Democratic Lawmakers Look to Jump-Start Affordable Housing Construction

Colleen O'Dea | February 5, 2016 | Housing
Program would create new class of tax credits to encourage developers to build in certain communities across the state

State Sen. Raymond Lesniak
Two New Jersey lawmakers are looking to boost the amount of affordable housing in the state and the economy as a whole by proposing a new $600 million tax-credit program for low-cost home construction.

While not designed specifically to address the current uncertainty over municipal obligations that has led to a virtual standstill in affordable housing production in the state, Sen. Raymond Lesniak (D-Union) said his bill, S-894, should lead to the construction of thousands of new units for those with low and moderate incomes.

“This is not a panacea solution to the Mount Laurel or COAH issue, but it will certainly help municipalities meet their housing goals,” Lesniak said. “The focus is to rebuild neighborhoods.”

It has been nearly a year since the New Jersey Supreme Court took affordable housing administration away from the state Council on Affordable Housing after that body failed to pass new housing rules and municipal obligations to satisfy the court’s groundbreaking Mount Laurel rulings. No court has yet ruled in a local housing case, and so few affordable units are being built.

Lesniak’s bill, which was pre-filed for the current session, would create a new category of tax credits similar to those the state has been generous in giving to businesses and developers of market-rate housing projects through the New Jersey Economic Development Authority. The state would make a total of $600 million in credits available.
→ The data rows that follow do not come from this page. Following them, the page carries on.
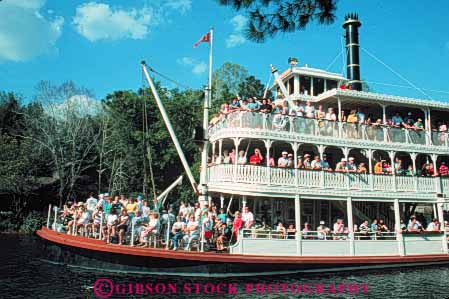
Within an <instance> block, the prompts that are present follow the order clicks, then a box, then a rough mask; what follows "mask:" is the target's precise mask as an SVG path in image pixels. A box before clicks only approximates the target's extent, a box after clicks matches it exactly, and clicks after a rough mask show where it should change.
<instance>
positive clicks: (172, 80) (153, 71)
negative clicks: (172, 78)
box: [148, 66, 192, 89]
mask: <svg viewBox="0 0 449 299" xmlns="http://www.w3.org/2000/svg"><path fill="white" fill-rule="evenodd" d="M148 70H149V71H150V72H152V73H154V74H156V75H159V76H161V77H162V78H164V79H165V80H167V81H170V82H171V83H174V84H175V85H178V86H180V87H182V88H185V89H192V88H191V87H190V86H188V85H186V84H182V83H179V82H178V81H176V80H174V79H171V78H170V77H168V76H166V75H164V74H162V73H160V72H158V71H156V70H155V69H154V68H152V67H150V66H148Z"/></svg>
Part of the state’s Economic Redevelopment and Growth Program, the credits would be available to developers building a residential project of at least 25 units in certain communities and meeting specific criteria:

  • The credits could be used in an estimated 155 “distressed” communities, in which the median family income does not exceed 80 percent of the statewide or metropolitan median family income as defined by U.S. Census data. This would include municipalities identified by the Department of Community Affairs to be facing serious fiscal distress.
  • Among the housing units within a development, at least 20 percent would have to be earmarked as low- to moderate-income housing, 13 percent for very-low-income residents, and at least 20 percent as workforce housing.
  • “This bill will incentivize the development of affordable housing,” said Lesniak. “It will rebuild neighborhoods and spur investment in communities. We need to transform cities from areas with just offices to communities with robust residential populations that are alive with activity seven-days per week.”

    “Since the recession, our economy has struggled to rebound like other states and more and more New Jersey families are struggling to get by,” said Assemblyman Jerry Green (D-Union) and chairman of the Assembly Housing and Community Development Committee, who discussed the legislation at a Statehouse press conference with Lesniak on Thursday. “The need for quality, affordable housing for low and moderate income families has never been more pressing. ”
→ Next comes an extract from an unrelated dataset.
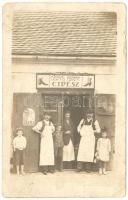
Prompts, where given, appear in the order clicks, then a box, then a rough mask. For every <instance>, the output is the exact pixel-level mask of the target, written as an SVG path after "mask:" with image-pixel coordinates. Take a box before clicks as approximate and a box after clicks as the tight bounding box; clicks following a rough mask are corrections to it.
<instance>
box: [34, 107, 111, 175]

    New Jersey is one of the highest cost-of-living states in the nation and one of the most unaffordable housing markets in the nation. The Annie E. Casey Foundation’s 2015 Kids Count Data Book ranked New Jersey the third-most housing-burdened state in the nation for households with children: 44 percent of all those under age 18 are living in families that spent more than 30 percent of their pre-tax income on housing costs.

    The state Supreme Court’s Mount Laurel doctrine, dating back to the mid-1970s and expanded in 1983, holds that municipalities have an obligation to provide their fair share of affordable housing to those of low and moderate incomes. COAH was tasked with overseeing the process of setting rules and housing obligations and did so through 1999, but it has not approved rules that passed muster with the courts this century.
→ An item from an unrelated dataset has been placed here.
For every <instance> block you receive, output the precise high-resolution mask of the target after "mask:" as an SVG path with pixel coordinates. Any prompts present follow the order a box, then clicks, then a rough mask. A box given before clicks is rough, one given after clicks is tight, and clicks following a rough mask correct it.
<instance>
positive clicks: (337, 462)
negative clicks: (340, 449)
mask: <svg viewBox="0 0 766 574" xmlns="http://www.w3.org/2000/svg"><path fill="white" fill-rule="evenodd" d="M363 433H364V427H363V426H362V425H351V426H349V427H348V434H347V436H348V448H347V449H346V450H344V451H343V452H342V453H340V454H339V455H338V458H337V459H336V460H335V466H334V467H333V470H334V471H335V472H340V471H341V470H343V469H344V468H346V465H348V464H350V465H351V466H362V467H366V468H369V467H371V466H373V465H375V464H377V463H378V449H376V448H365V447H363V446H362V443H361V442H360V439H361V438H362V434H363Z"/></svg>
    When COAH failed to meet a court-ordered deadline to put proper regulations in place, the justices last March kicked responsibility for affordable housing back into the state’s courts. Since then, housing activists, builders, and municipalities have been arguing over local housing plans before Supreme Court judges and have presented competing reports enumerating local affordable-housing obligations but so far no judge has rendered a decision.

    As a result, relatively little so-called Mount Laurel housing has been built in the state in the past 15 years.

    Lesniak said his legislation, if ultimately signed by Gov. Chris Christie, could result in the construction of as many as 8,500 affordable units. But he also sees it as a way to boost the state economy. New Jersey’s recovery from the Great Recession of 2007-2009 has lagged behind that of the nation.

    “It would bring economic activity and investment into neighborhoods by creating affordable housing,” said Lesniak, who chairs the Senate Economic Growth Committee. “The housing market has always been a leading indicator to bring the economy out of a recession. This is one of the tools we can use.”

    The senator also sees this measure as part of the Legislature’s broader effort at reducing poverty in the state, which Democrats announced last month.

    “Providing affordable housing for the low and moderate income also helps lift them up out of poverty, like a higher minimum wage,” Lesniak said. “It’s all part of the effort to improve the quality of life for New Jersey residents, to make New Jersey more affordable.”

    Given Christie’s support of the use of tax credits for business and housing development to date, including other legislation Lesniak sponsored, the senator said he hopes the governor will enact this new program.